Limitations of the study

In addition to all traditional limitations imposed by sample size and technical matters on any biological investigation, the interpretation of this study is obviously restricted to the scope of the analytical method employed. In this concern, the selection of just muscle mass and bone levers as “mechanical factors” could be regarded either as its strongest feature or as a severe limiting condition, depending on the spirit of the observer. We think that, from the positive side, this selection restricts the ambit of mechanical factors to just the two main “strain-inducers” to the bones, namely, the source of the strength of regional muscles’ contractions, and the multiplication of that strength by the length of bone levers. The mechanical influence of body weight should have been neutralized by studying simultaneously weight-bearing and -nonbearing bones. An analogous observation could be made about the selection of just age (or TMP) and body weight as “confounders” within the set of independent (determinant) factors, yet in this regard there exist a number of criteria to take into account for selection, which have been duly discussed.
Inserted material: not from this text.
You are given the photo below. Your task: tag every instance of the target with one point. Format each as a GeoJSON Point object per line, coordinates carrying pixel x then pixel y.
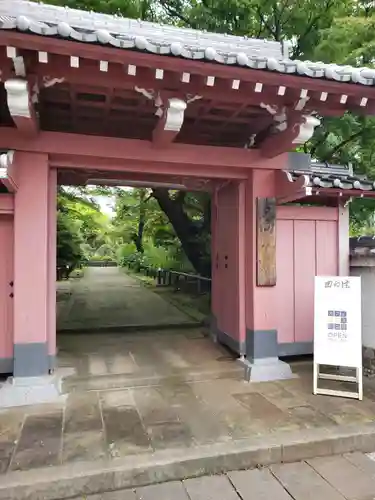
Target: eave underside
{"type": "Point", "coordinates": [94, 90]}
The determination of muscle area disregarded the muscle fat content. In normal adults, this method should not affect the accurateness of the measurement; however, in the post-MP women studied this could have over-estimated the real values. This fact could have affected the comparison between groups as a descriptive fashion, i.e. as shown in [Table 1]. However, it could be reasonably assumed that this source of error might not have distorted significantly the relationships of the other variables with muscle area as assessed by the β-coefficients in any of the groups studied. Nevertheless, muscle area could be regarded as a good correlate of muscle mass, rather than strength. Therefore, all regression analyses performed between any other indicator and muscle area should be taken as a (reasonable) approximation. This inconvenience may affect somehow the inter-group comparisons with the post-MP women, though not those calculated within groups.

Conclusions

Concerning the mechanical influences on the skeleton, the selected mechanical factors (maximal cross-sectional area of the regional muscles, bone lever lengths) were more relevant than the selected age-related or anthropometric determinants or confounders to the development of a number of allometrically-associated bone properties (mass, design, strength). The influence of musculature on bone traits seems to be independent from the weight-bearing or -nonbearing nature of the bones; however, both muscles and bone-lever influences could somewhat depend on the predominant stress pattern induced by customary usage at each bone site, especially concerning bending and torsion. Nevertheless, the mechanical environment of the skeleton would not be that critical to the biological determination of bone tissue “quality”, at least concerning the mineralization-related mechanical properties of the hard tissue.

Concerning the endocrine-metabolic influences (restricted to only those of sex hormones in this study), the mechanical impacts of muscles and bone levers on bone structure seem to be comparable in men and pre-MP women in qualitative terms. However, in the post-MP women, the TMP could exert a stronger (negative) impact than other, allometric or mechanical factors did on any kind of bone property, including the “tissue quality” (cortical vBMD), with the probable exception of the diaphyseal design.

Results suggest that the cortical vBMD might be a determinant, rather than a determined variable within the analyzed model (geometric properties changing as adaptive manifestations to changes in the mechanical environment and in bone tissue stiffness), perhaps with a most relevant role in the feedback mechanism configuring the bone mechanostat.